Daniel_Wilson · January 18, 2018, 9:06am

Hi All,

I am trying to get coordinates of particular strings in a document. I thought this would be simple as most PDF viewers offer a search feature that places overlays over any occurrence of the string you searched for. I am essentially trying to implement the same feature using Dyna PDF.

I have been digging through the manuals and examples for some time but havn’t been able to find a solution. The closest I got was DYNAPDFSTACKMBS. As I understand this is some sort of cursor, but I think it can only select pages at time.

I’m pretty stuck with this one, any help would be appreciated!

Christian_Schmitz · January 18, 2018, 9:16am

The “Extract text” project shows text extraction in chunks as they are on the page.
You can search in that text and use the coordinates to highlight it.

Brandon_Warlick · January 18, 2018, 8:11pm

Daniel, I just finished some code recently that does the same thing. My goal is to extract the text in a specific area along with the coordinates of the found text. The text extraction works well and after trying multiple methods, I settled on DynaPDFMBS.ExtractText. It does just what I want, including only returning part of a piece of text if not all of it is within the defined area.

However, getting the coordinates of the found text is more of a challenge. I ended up writing my own method by modifying one of Christian’s examples that is using the DynaPDFStackMBS class. I had a hard time figuring out exactly how the example code worked and how it determines which “chunks” of text go together. I understand that it is not an exact science, but whatever code they came up with for the ExtractText function seems to work well.
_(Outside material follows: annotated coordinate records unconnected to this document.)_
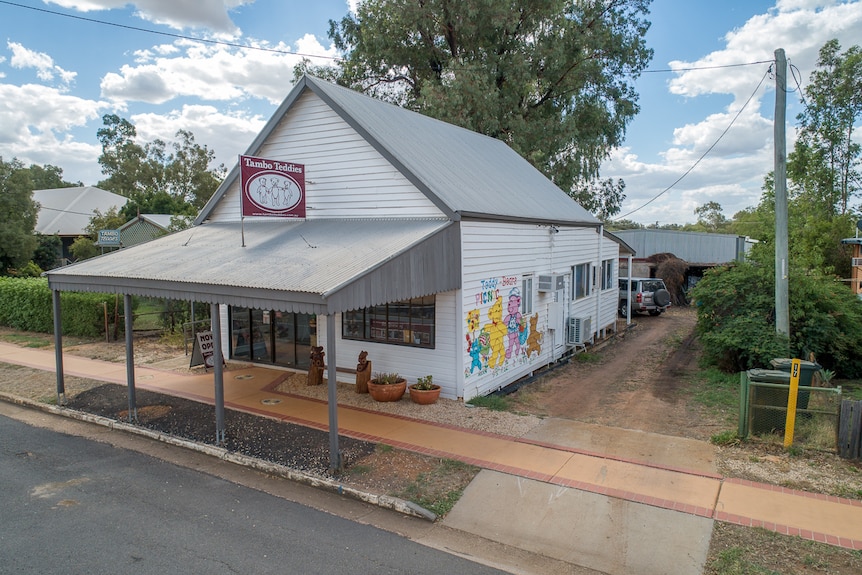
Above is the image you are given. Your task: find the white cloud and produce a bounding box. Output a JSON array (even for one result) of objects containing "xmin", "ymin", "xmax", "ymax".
[
  {"xmin": 6, "ymin": 42, "xmax": 77, "ymax": 89},
  {"xmin": 50, "ymin": 0, "xmax": 254, "ymax": 35},
  {"xmin": 602, "ymin": 0, "xmax": 862, "ymax": 224},
  {"xmin": 0, "ymin": 84, "xmax": 108, "ymax": 183},
  {"xmin": 101, "ymin": 35, "xmax": 335, "ymax": 104},
  {"xmin": 130, "ymin": 105, "xmax": 268, "ymax": 170}
]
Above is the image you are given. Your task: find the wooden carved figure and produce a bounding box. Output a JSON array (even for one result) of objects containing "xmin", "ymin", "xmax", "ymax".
[
  {"xmin": 354, "ymin": 351, "xmax": 371, "ymax": 393},
  {"xmin": 308, "ymin": 345, "xmax": 326, "ymax": 385}
]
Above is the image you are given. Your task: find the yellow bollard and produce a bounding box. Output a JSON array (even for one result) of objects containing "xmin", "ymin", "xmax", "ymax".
[{"xmin": 784, "ymin": 359, "xmax": 802, "ymax": 449}]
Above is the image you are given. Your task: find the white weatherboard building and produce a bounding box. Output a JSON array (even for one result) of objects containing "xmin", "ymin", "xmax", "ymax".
[{"xmin": 48, "ymin": 76, "xmax": 631, "ymax": 410}]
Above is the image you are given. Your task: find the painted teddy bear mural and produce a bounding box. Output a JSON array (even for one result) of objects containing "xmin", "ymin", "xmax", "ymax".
[{"xmin": 484, "ymin": 297, "xmax": 509, "ymax": 369}]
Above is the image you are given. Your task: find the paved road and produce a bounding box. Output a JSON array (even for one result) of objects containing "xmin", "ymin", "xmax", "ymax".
[{"xmin": 0, "ymin": 416, "xmax": 501, "ymax": 575}]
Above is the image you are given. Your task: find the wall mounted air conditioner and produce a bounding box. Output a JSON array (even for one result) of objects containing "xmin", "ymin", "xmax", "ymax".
[
  {"xmin": 566, "ymin": 317, "xmax": 593, "ymax": 345},
  {"xmin": 536, "ymin": 274, "xmax": 566, "ymax": 293}
]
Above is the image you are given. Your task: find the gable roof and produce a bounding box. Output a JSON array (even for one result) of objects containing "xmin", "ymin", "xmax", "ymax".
[
  {"xmin": 195, "ymin": 75, "xmax": 600, "ymax": 226},
  {"xmin": 33, "ymin": 186, "xmax": 129, "ymax": 236}
]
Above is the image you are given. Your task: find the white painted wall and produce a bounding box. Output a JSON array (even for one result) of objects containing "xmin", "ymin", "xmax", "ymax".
[
  {"xmin": 208, "ymin": 91, "xmax": 443, "ymax": 221},
  {"xmin": 460, "ymin": 221, "xmax": 619, "ymax": 400}
]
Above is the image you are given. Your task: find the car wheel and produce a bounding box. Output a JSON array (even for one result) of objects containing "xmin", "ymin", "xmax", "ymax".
[{"xmin": 652, "ymin": 289, "xmax": 670, "ymax": 307}]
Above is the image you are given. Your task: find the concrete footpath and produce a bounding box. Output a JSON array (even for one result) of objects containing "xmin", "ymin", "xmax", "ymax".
[{"xmin": 0, "ymin": 343, "xmax": 862, "ymax": 575}]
What I ended up with works but is rough. It picks up coordinates of found text that is not exactly the same found text that the ExtractText function finds. It is very close though and seems to be ok. There are lots of problems with this approach as it is using two slightly different methods. One method for extracting the text and another for finding the coordinates. It would be much, much better if Christian or DynaPDF could add a parameter to allow the ExtractText function to return the coordinates of the text that it finds. That would make this very easy and consistent.

Christian_Schmitz · January 18, 2018, 8:23pm

Well, if you like to know where text is displayed, you need to use parse interface, multiply all the matrices while going though the document, keep a stack of state and than on the fly compare text portions to your find strings.
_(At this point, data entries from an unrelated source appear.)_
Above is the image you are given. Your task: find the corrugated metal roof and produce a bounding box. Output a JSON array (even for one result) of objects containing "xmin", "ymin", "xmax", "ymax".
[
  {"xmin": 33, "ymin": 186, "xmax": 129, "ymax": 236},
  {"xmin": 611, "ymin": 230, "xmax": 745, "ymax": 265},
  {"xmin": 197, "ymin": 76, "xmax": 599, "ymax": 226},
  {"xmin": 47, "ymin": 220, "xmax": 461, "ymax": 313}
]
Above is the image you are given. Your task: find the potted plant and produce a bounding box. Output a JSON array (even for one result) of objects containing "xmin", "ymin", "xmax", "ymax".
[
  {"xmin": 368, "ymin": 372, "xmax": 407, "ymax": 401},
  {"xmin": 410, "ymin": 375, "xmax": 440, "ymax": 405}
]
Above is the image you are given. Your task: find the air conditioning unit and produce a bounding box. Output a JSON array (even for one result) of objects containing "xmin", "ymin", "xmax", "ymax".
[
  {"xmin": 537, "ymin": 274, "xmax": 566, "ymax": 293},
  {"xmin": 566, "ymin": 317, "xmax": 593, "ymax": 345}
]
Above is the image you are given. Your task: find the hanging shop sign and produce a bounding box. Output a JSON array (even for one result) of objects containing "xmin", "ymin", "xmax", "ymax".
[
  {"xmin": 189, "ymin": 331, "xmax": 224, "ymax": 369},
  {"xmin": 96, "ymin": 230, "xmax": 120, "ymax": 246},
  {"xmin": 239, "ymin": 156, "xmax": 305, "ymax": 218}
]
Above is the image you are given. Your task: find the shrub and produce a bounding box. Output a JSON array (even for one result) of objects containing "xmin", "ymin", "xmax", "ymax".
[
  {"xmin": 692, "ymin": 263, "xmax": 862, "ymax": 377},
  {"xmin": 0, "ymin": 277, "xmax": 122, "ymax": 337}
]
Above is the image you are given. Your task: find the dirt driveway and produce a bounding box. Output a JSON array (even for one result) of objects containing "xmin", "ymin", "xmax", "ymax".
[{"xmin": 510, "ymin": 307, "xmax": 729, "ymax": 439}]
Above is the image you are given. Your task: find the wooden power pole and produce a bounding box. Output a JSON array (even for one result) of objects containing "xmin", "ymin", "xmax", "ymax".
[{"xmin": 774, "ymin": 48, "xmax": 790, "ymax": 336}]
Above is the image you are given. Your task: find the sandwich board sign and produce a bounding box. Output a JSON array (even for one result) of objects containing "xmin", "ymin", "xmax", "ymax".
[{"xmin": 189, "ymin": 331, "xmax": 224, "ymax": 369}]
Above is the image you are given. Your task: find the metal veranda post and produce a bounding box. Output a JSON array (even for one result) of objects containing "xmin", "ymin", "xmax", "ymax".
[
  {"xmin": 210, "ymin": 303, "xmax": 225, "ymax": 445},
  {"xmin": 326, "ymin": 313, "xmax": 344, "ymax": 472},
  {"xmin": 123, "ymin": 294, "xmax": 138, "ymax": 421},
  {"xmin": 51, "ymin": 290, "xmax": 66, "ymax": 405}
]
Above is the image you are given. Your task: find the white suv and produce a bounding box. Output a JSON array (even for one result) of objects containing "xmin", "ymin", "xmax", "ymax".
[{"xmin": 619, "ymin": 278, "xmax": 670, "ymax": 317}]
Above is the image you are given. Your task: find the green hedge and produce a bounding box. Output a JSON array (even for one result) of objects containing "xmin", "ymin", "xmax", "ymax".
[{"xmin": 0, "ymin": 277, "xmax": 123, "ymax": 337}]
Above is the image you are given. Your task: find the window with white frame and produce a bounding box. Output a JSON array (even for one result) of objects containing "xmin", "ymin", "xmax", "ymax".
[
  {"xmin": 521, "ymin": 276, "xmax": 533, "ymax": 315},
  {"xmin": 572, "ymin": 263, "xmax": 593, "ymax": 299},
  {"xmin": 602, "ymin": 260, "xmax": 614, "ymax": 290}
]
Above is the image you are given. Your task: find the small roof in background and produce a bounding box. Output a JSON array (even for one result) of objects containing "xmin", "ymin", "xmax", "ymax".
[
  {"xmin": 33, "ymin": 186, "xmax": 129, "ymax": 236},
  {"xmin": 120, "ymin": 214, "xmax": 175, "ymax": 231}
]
Maybe I find time to make an example for that someday.

Brandon_Warlick · January 18, 2018, 9:21pm

I did that but could not replicate the results of the ExtractText function.

Since the ExtractText function can find text within coordinates, it must know the coordinates of the text. I don’t see why it could not return them. I am requesting that you consider improving the ExtractText function to optionally return the coordinates of the text.
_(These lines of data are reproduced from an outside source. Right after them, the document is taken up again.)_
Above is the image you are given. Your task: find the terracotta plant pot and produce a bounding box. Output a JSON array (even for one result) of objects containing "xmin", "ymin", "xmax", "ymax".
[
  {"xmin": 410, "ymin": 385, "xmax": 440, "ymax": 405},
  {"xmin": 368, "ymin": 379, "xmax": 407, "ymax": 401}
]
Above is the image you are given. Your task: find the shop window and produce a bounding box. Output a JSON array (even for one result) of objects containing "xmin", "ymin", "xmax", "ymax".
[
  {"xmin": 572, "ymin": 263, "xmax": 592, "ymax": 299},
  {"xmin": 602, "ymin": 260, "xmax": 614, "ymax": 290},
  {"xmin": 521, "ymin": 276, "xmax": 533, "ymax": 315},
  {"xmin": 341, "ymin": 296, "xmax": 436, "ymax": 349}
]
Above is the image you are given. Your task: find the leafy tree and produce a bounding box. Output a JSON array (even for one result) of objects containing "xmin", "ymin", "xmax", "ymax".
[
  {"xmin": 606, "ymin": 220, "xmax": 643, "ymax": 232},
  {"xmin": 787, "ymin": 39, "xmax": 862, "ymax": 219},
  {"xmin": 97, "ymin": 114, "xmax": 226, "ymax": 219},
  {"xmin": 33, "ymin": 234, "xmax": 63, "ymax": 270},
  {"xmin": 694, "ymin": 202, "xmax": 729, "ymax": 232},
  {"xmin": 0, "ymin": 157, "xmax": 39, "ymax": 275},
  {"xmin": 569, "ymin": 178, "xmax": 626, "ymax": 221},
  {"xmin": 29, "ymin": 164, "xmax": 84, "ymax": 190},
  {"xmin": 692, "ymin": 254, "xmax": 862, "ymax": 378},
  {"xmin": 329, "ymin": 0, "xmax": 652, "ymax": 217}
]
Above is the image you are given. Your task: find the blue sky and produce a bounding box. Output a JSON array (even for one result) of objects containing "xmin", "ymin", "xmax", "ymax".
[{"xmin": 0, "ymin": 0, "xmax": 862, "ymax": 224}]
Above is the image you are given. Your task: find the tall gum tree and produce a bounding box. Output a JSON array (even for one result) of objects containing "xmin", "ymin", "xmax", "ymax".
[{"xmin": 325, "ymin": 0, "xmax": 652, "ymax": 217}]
Christian_Schmitz · January 18, 2018, 9:45pm

Okay, I got a new example for you to try:

https://www.dropbox.com/sh/8tffcwsnjkhxhzo/AAA7S9T7-yv1xJ4u9g2sY27Oa?dl=0

Let me know if it works for you.

Daniel_Wilson · January 18, 2018, 10:38pm

Thanks Brandon! Appreciate you sharing your knowledge with me!

Christian, thanks for the example! I’ll give it a shot.

Daniel_Wilson · January 19, 2018, 1:20am

So far as I understand from the example, I need to go through all the DynaPDFTextRecordWMBS in kerningW of each PDFtext, find if any of these (or combination of) contains my search string, and use the DynaPDFTextRecordWMBS.width to find the text’s location inside the PDFtext which has a known location.

Seems complicated enough! Is this the way? Or am I missing a simple solution?

DynaPDFTextRecordWMBS seem quite sporadic in length. The string you are searching for might be completely within a TextRecord, making calculating the exact coordinates impossible. Is this right?

Christian_Schmitz · January 19, 2018, 8:52am

you may need to search over several records.

Christian_Schmitz · January 19, 2018, 9:17am

I fixed a few more issues.
The final one is in the dropbox and will be included in the next prerelease.

Daniel_Wilson · January 21, 2018, 11:56pm

Thanks! Could you please repost the link?

I’m getting

404
That file isnt here anymore
Someone mightve deleted the file or disabled the link.
Learn more

Christian_Schmitz · January 22, 2018, 6:58am

It should be included for 18.0:

https://www.monkeybreadsoftware.com/xojo/download/plugin/Prerelease/

Now in the last beta Or soon in the final release.